Joe Armstrong wrote a post recently, where (among other things) he advocates for more restrictive protocols. Joe Armstrong invented Erlang, which has an impressive capacity for implementing network protocols. When you’ve got that at your disposal, one-size-fits-all protocols can be more trouble than they’re worth.
He also strongly recommends binary protocols; he says stuff like JSON can be hard to parse, and comparatively I think he’s probably right.
It’s also worth noting that systems that utilize protocols like this lend themselves well to the “Just Say No” approach. With more complex protocols, the cost of implementation can mean it’s easier to use an implementation from another language via an FFI. Now you’re back where you started, and your system has more stuff in it to boot.
Programs As Subroutines
This is the Unix/Plan 9 approach. Use Pipes and the like to hook programs together. Write programs that are composable. There’s one really big key idea here: whole programs aren’t special; you can make calls out to them just like you’d make calls to functions. Unix also has custom languages (shells) specifically designed for gluing programs together. Most languages are capable of composing this sort of program without much trouble.
Also: do input and output with formats that are trivial to parse. Arrays of lines, general lack of nested data structures (have another look at Joe Armstrong’s post; he advocates for this in network protocols) and so on. If you can fit your application into this, you often don’t need much glue code at all; a one-liner at an interactive interpreter is often good enough.
A big disadvantage of this is that it can mean a lot of overhead; spawning processes all the time probably isn’t reasonable for some performance sensitive applications.
Everything Is A File
Again with the Unix/Plan 9. This has some things in common with both “(Other) Network Protocols” and “Programs As Subroutines.” Importantly, it’s designed to mesh well with the latter. It provides an interface that’s fairly language agnostic, and has a lot of the advantages of HTTP. It’s semantics are a bit richer, which can be a double edged sword.
Plan 9 in particular allows for all sorts of services to be exposed as filesystems. This is something that’s often clumsy on Unix, since the flow control that’s typical of long-running services fits poorly with the shell pipeline model. It also has a standard network protocol for the filesystem interface (called 9P), so (1) in a sense it also fits into the network protocol category, and (2), it’s (relatively) easy to write programs that provide this interface. The protocol isn’t as trivial to implement as doing things by spawning processes; you’ll definitely want a support library in place, but it isn’t all that bad.
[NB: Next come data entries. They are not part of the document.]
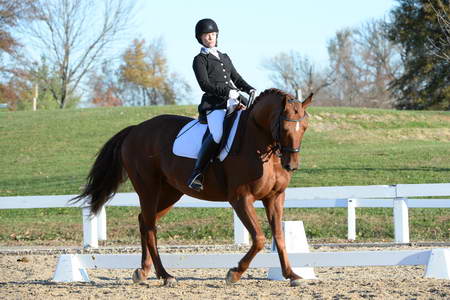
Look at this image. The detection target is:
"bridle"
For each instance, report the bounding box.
[275,99,309,157]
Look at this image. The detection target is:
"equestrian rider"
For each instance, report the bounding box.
[188,19,256,191]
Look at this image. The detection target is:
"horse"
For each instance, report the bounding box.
[73,88,313,286]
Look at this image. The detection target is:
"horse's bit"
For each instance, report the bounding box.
[275,99,309,157]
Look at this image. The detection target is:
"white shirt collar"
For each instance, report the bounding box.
[200,47,219,58]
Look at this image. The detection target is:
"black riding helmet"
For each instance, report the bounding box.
[195,19,219,45]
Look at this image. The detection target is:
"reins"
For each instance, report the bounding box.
[274,99,309,157]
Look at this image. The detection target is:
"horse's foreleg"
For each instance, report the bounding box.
[263,192,302,286]
[226,197,266,283]
[133,214,153,283]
If your program is actually running on plan 9, you don’t need anything special from the client side, since the system call interface does the work for.
9P suffers from the latency problem that Cap'N Proto is careful to avoid. The issue isn’t so much with the protocol itself as the fact that programs tend to use it via the system call interface, which is synchronous.
Some things that keep cropping up:
- Systems that send messages back and forth tend to be easier to work with than systems that use shared resources.
- There’s a big tradeoff between flexible interfaces that allow for rich control flow and interactions, and ones that are simple to implement, and won’t require much work to get a new system to speak.
There are a lot of different approaches to this problem. There are techniques I didn’t talk about, and the design space for connecting these systems is as big as it is for building the systems themselves. Hopefully my reflections have been useful and/or interesting to you. Cheers.